Highlights
- The U.S. Department of Defense has invested $439 million in rare earth projects since 2020.
- China still dominates the entire rare earth supply chain.
- China controls over 90% of global magnet capacity and critical military-grade rare earth elements.
- This dominance limits Western defense capabilities.
- Building true rare earth independence requires a comprehensive industrial strategy spanning multiple countries.
- Massive capital investment is needed by the early 2030s to achieve rare earth independence.
The Department of Defense has poured more than $439 million into rare earth projects since 2020. But as the Mining.com (opens in a new tab) June 20 exposé via Rick Mills ‘Ahead of the Herd’ lays bare—and as Rare Earth Exchanges has long reported—no amount of tactical funding can overcome the structural absence of an American rare earth industrial policy.

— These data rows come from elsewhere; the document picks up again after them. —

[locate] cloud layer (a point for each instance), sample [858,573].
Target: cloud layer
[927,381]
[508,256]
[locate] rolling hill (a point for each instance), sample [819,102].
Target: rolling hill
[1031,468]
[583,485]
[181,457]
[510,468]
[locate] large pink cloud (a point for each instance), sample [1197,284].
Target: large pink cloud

Despite headline deals, such as MP Materials’ Texas magnet plant and Lynas’ Seadrift heavy rare earth facility, China continues to dominate the entire rare earth supply chain. With over 90% of global magnet capacity and complete control over the separation of heavy rare earth elements—including military-critical elements like samarium, terbium, and dysprosium—Beijing can significantly impact allied defense readiness at will.
The U.S.-China June 2025 agreement on rare earths offers only a six-month reprieve on civilian-grade exports. Military applications remain locked out. Samarium-cobalt magnets, essential to F-35 jets, JDAMs (guidance system), and missile defense systems, are unavailable outside China.
Rare Earth Exchanges (REEx) has consistently warned that less any industrial policy manifesting in:
- Strategic mine-to-magnet buildout
- Multilateral allied supply chains
- Procurement-backed industrial investment
…the West will remain years behind. MP’s 1,000-tonne NdFeB output covers just 0.3% of China’s 300,000-tonne annual production. Heavy rare earth processing, essential for military use, has yet to reach commercial scale.
Conclusion
The Pentagon’s checkbook alone won’t unshackle America from China’s rare earth grip. We will need a flood of capital, both institutional and retail, supported by a coordinated industrial strategy—stretching from Wyoming to Western Australia—can build real independence by the early 2030s.